Despite a mid-point tempo acceleration the quartet vigorously maintains a steady pulse of drum backbeats and walking bass lines. This takes place even with unexpected interjections from Parker’s gimbri strums or wooden flute peeps that are matched by Vicente’s bell shakes and bamboo flute whistles and Drake’s frame drum vibrations. Together these interjections neatly intensify the exposition of stretched staccato trumpet smears and hearty reed scoops and honks. 

The group groove attained remains even after a pause for prolonged audience applause followed by a brief recapitulation of brass tongue flutters and ascending reed tongue twists. Modulating among free-form exploration and carefully positioned narratives, this group of No Kings! defines effective and perceptive group interaction while metaphorically suggesting what pre-MAGA American democracy used to resemble.

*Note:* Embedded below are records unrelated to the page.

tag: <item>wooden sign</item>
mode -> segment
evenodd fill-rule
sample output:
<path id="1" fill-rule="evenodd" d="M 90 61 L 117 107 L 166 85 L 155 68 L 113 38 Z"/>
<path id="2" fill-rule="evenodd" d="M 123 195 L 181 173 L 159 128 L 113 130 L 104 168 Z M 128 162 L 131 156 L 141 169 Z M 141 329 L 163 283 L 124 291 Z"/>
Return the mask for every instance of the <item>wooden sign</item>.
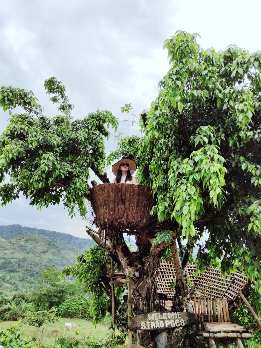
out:
<path id="1" fill-rule="evenodd" d="M 189 325 L 197 321 L 195 314 L 184 312 L 152 312 L 130 317 L 130 330 L 160 330 Z"/>

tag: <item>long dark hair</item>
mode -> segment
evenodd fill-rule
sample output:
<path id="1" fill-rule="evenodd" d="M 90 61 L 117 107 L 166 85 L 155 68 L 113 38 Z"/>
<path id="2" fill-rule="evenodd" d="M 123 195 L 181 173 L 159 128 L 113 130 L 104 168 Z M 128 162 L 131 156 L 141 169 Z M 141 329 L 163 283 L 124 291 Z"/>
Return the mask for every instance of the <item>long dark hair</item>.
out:
<path id="1" fill-rule="evenodd" d="M 118 184 L 119 184 L 121 180 L 122 173 L 120 169 L 120 166 L 119 167 L 118 173 L 117 174 L 117 176 L 116 177 L 116 182 L 117 182 Z M 129 180 L 130 181 L 132 180 L 132 176 L 130 172 L 129 171 L 129 169 L 128 169 L 127 175 L 126 175 L 126 179 L 125 179 L 125 182 L 126 182 L 126 181 L 127 181 L 128 180 Z"/>

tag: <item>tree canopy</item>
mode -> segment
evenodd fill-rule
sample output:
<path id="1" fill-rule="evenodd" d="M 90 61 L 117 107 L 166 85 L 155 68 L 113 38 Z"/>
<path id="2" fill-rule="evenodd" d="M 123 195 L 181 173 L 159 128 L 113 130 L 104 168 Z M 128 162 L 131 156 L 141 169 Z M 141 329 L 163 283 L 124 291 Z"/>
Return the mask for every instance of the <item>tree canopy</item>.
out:
<path id="1" fill-rule="evenodd" d="M 104 138 L 109 137 L 110 126 L 117 129 L 118 121 L 109 111 L 98 110 L 72 120 L 73 105 L 65 86 L 54 77 L 44 86 L 47 93 L 54 95 L 50 100 L 64 114 L 45 116 L 32 91 L 11 86 L 0 90 L 0 106 L 10 115 L 0 137 L 0 182 L 7 175 L 11 179 L 0 187 L 2 204 L 11 202 L 21 192 L 39 208 L 62 200 L 72 217 L 76 206 L 84 215 L 90 170 L 101 173 L 105 163 Z M 12 113 L 18 106 L 25 113 Z"/>
<path id="2" fill-rule="evenodd" d="M 150 235 L 146 245 L 136 236 L 136 253 L 123 236 L 112 240 L 117 267 L 122 271 L 132 267 L 129 279 L 139 282 L 133 295 L 146 310 L 155 305 L 153 272 L 159 258 L 179 235 L 187 254 L 198 248 L 196 274 L 217 264 L 224 272 L 236 268 L 256 281 L 261 294 L 261 52 L 250 54 L 236 45 L 205 50 L 197 36 L 178 31 L 165 41 L 170 68 L 150 109 L 140 115 L 141 135 L 120 139 L 107 159 L 108 164 L 122 156 L 135 160 L 138 182 L 151 186 L 157 197 L 152 213 L 159 222 L 172 221 L 171 229 Z M 0 136 L 0 182 L 10 178 L 0 187 L 2 204 L 22 192 L 39 208 L 62 200 L 69 215 L 76 207 L 84 215 L 90 171 L 108 182 L 102 174 L 104 139 L 110 127 L 117 129 L 118 120 L 98 110 L 73 120 L 65 87 L 53 77 L 45 87 L 63 115 L 44 116 L 31 91 L 0 89 L 0 106 L 10 113 Z M 17 106 L 25 113 L 12 114 Z M 131 106 L 122 110 L 128 112 Z M 96 294 L 91 311 L 99 311 L 92 313 L 97 322 L 109 304 L 109 290 L 98 281 L 104 255 L 96 251 L 78 258 L 64 274 L 77 275 L 86 291 Z"/>

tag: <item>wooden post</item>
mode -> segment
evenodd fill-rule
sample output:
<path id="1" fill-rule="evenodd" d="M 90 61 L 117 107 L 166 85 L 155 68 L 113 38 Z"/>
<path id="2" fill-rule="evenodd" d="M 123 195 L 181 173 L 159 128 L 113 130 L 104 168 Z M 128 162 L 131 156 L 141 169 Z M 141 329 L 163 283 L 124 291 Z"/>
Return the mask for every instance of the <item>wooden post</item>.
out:
<path id="1" fill-rule="evenodd" d="M 184 304 L 186 308 L 186 310 L 189 313 L 193 313 L 193 306 L 192 306 L 192 303 L 190 298 L 189 289 L 183 273 L 183 270 L 181 266 L 181 262 L 177 247 L 177 245 L 176 244 L 176 241 L 175 241 L 173 245 L 171 247 L 171 251 L 175 266 L 176 278 L 180 288 L 180 291 L 183 298 L 183 300 L 184 301 Z"/>
<path id="2" fill-rule="evenodd" d="M 236 339 L 236 343 L 237 343 L 238 348 L 244 348 L 243 343 L 242 343 L 242 341 L 240 338 L 237 338 Z"/>
<path id="3" fill-rule="evenodd" d="M 126 270 L 126 275 L 129 275 L 129 271 L 128 269 Z M 130 287 L 130 282 L 129 278 L 128 279 L 127 283 L 127 290 L 128 291 L 128 301 L 127 301 L 128 318 L 132 316 L 132 290 Z M 131 330 L 128 330 L 128 343 L 129 348 L 132 348 L 132 331 Z"/>
<path id="4" fill-rule="evenodd" d="M 112 324 L 115 323 L 115 303 L 114 302 L 114 285 L 112 282 L 113 277 L 114 274 L 114 270 L 113 268 L 113 262 L 112 260 L 112 258 L 111 257 L 111 311 L 112 313 Z"/>
<path id="5" fill-rule="evenodd" d="M 260 320 L 259 320 L 258 317 L 257 316 L 257 315 L 256 315 L 256 314 L 255 313 L 254 311 L 254 309 L 253 309 L 252 308 L 252 307 L 251 307 L 250 305 L 248 303 L 247 300 L 246 299 L 244 295 L 243 295 L 243 294 L 242 294 L 242 293 L 241 292 L 241 291 L 239 291 L 238 292 L 238 294 L 239 294 L 239 295 L 241 297 L 241 298 L 243 300 L 243 301 L 244 301 L 245 303 L 246 304 L 248 309 L 249 309 L 250 311 L 252 313 L 253 316 L 255 319 L 257 323 L 258 324 L 258 325 L 259 325 L 260 327 L 261 327 L 261 322 L 260 322 Z"/>
<path id="6" fill-rule="evenodd" d="M 216 300 L 215 299 L 213 299 L 212 304 L 213 308 L 213 321 L 216 322 Z"/>
<path id="7" fill-rule="evenodd" d="M 209 331 L 210 330 L 210 326 L 208 325 L 208 323 L 205 323 L 204 324 L 204 327 L 206 331 Z M 216 343 L 213 338 L 209 338 L 208 340 L 209 345 L 210 348 L 216 348 Z"/>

14 Rahsaan Roland KirkVibrations in the Village Live at the Village Gate
Rahsaan Roland Kirk
Resonance Records HCD 2081 (rahsaanrolandkirklive.bandcamp.com/album/vibrations-in-the-village-live-at-the-village-gate)

When Rahsaan Roland Kirk died after his second major stroke at 42 in 1977, jazz lost a major sound innovator who was also an unabashed entertainer. But Kirk, who overcame the impairments of blindness and a 1975 stroke which forced him to play with one arm, always performed without compromising or condescending. Naturally ebullient, on this 77-minute gig, he not only plays a music store’s collection of instruments, including tenor saxophone, stritch, manzello, flute, nose flute, whistle and oboe, often two or three simultaneously, but also vocalizes a sly anti-racist blues.

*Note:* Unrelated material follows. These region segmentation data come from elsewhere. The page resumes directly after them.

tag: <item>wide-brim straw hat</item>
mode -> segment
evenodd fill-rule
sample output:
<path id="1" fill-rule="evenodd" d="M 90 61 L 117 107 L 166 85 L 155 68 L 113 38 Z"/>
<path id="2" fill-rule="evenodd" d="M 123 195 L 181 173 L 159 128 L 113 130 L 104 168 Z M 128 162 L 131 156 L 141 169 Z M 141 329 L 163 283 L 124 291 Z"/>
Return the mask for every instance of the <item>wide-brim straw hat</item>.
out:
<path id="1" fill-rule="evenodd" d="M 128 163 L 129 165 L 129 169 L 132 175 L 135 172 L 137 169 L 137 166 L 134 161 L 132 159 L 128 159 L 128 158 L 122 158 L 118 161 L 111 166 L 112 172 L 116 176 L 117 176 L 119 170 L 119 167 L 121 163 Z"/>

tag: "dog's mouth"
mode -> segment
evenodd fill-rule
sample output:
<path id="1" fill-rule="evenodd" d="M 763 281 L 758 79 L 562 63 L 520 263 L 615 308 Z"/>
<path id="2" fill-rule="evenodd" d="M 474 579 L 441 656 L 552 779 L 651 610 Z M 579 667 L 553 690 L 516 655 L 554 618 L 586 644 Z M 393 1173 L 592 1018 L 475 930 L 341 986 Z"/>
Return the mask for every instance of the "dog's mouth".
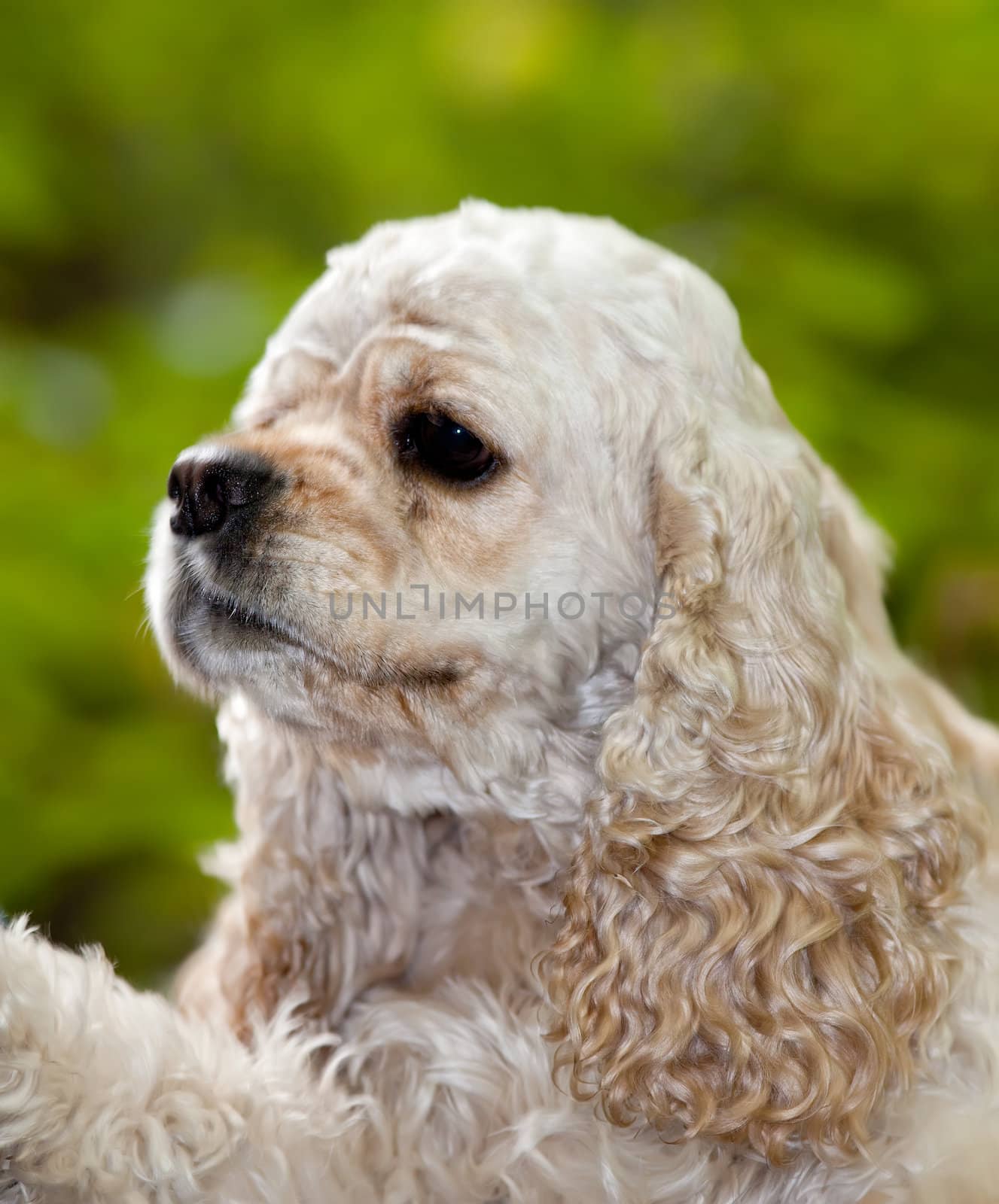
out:
<path id="1" fill-rule="evenodd" d="M 205 580 L 189 562 L 181 562 L 170 606 L 174 644 L 189 671 L 210 685 L 240 678 L 259 681 L 276 669 L 275 656 L 289 665 L 312 665 L 333 678 L 370 690 L 440 690 L 474 669 L 474 659 L 437 654 L 399 662 L 370 648 L 319 643 L 282 614 Z"/>

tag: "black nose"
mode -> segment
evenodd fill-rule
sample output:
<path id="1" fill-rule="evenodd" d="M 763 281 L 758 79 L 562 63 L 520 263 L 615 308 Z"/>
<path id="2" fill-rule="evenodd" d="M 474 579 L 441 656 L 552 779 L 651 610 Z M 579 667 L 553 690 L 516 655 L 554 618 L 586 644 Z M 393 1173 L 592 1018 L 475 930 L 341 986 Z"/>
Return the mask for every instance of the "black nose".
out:
<path id="1" fill-rule="evenodd" d="M 178 460 L 166 480 L 166 494 L 177 507 L 170 530 L 188 538 L 221 531 L 237 512 L 246 514 L 263 501 L 272 477 L 265 460 L 245 454 Z"/>

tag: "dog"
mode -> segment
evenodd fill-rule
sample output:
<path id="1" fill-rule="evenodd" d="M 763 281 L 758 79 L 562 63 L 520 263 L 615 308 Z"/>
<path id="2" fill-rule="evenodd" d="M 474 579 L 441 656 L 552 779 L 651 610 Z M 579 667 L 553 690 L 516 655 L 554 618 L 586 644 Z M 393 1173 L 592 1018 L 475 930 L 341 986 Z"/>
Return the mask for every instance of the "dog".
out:
<path id="1" fill-rule="evenodd" d="M 469 202 L 335 250 L 148 609 L 239 839 L 175 999 L 0 937 L 46 1202 L 999 1199 L 999 733 L 703 272 Z"/>

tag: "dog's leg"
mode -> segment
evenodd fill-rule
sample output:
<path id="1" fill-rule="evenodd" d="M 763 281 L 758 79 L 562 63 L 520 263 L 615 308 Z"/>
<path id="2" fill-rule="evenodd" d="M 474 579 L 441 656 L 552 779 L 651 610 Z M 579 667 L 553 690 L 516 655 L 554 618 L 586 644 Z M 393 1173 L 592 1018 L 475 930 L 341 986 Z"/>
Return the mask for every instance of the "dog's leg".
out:
<path id="1" fill-rule="evenodd" d="M 341 1122 L 333 1099 L 306 1120 L 312 1078 L 301 1043 L 251 1054 L 96 952 L 0 931 L 0 1164 L 29 1199 L 304 1199 L 296 1163 Z"/>
<path id="2" fill-rule="evenodd" d="M 666 1167 L 658 1140 L 562 1096 L 535 1013 L 524 992 L 458 982 L 386 996 L 321 1066 L 302 1038 L 271 1026 L 246 1049 L 16 923 L 0 932 L 0 1162 L 45 1204 L 589 1204 L 606 1182 L 686 1200 L 652 1179 L 689 1186 L 707 1151 Z"/>

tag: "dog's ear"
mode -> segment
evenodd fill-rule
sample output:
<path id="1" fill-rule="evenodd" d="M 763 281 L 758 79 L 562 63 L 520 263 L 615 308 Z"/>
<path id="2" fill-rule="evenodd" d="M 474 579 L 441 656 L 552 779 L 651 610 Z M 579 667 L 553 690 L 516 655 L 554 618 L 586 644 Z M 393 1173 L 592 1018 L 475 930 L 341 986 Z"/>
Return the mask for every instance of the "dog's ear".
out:
<path id="1" fill-rule="evenodd" d="M 953 990 L 981 820 L 895 685 L 852 500 L 741 344 L 687 380 L 652 470 L 675 613 L 606 725 L 541 960 L 557 1064 L 617 1125 L 848 1156 Z"/>

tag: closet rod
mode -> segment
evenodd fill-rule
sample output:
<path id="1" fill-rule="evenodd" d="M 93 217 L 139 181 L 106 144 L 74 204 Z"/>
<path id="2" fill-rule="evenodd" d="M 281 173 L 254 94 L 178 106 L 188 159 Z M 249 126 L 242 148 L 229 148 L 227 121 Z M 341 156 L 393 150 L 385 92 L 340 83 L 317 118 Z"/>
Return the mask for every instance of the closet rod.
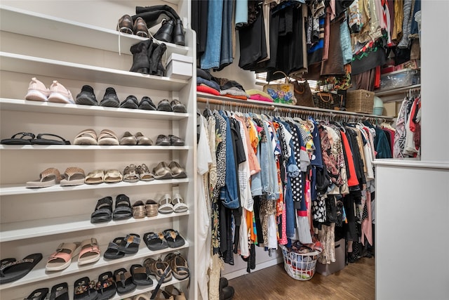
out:
<path id="1" fill-rule="evenodd" d="M 201 95 L 202 96 L 202 95 Z M 205 97 L 196 97 L 196 102 L 201 102 L 203 103 L 209 103 L 209 104 L 215 104 L 217 105 L 234 105 L 236 107 L 248 107 L 251 109 L 260 109 L 260 110 L 272 110 L 275 112 L 285 112 L 285 113 L 297 113 L 301 115 L 316 115 L 320 116 L 326 116 L 326 117 L 364 117 L 367 119 L 384 119 L 385 121 L 393 121 L 393 117 L 386 117 L 386 116 L 377 116 L 373 115 L 366 115 L 366 114 L 357 114 L 356 112 L 343 112 L 340 110 L 333 110 L 330 111 L 330 110 L 321 110 L 316 109 L 314 107 L 310 107 L 309 109 L 307 107 L 302 107 L 300 108 L 289 108 L 289 107 L 283 107 L 279 106 L 274 106 L 273 103 L 267 103 L 267 104 L 264 103 L 261 103 L 260 104 L 256 104 L 253 103 L 245 103 L 244 100 L 239 100 L 236 99 L 216 99 L 216 98 L 205 98 Z"/>

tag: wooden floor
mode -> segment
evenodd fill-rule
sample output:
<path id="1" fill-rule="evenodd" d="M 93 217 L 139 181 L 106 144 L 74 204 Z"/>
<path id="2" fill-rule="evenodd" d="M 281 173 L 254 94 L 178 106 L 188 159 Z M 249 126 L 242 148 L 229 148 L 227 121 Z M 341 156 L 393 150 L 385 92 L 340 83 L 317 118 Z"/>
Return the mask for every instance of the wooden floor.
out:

Although backed by Sonny Brown’s tough backbeat drumming, Henry Grimes’ bass pulse and three different pianists, Jane Getz, Horace Parlan or Melvin Rhyme, who are alternately bluesy, minimalist or highly rhythmic, the set is rightly focused on Kirk’s work. He creates an unsentimental, throbbing flute version of the ballad Laura with the same ingenuity he brings to tricky chord and pitch changes on swift originals like Ecclusiastics and Three For the Festival. He dexterously appends quotes from other tunes, playing two reeds at once, whistles for emphasis and once duets with himself on transverse and nose flute. He even uses the oboe’s snarky vibrato to originate a double-time, nearly unaccompanied blues groove.

Recorded in 1963 at the height of Kirk’s communicative powers, it’s easy to ignore the occasional audience cross talk, even when there isn’t a bass solo, to appreciate comprehensive sounds that would never be heard again.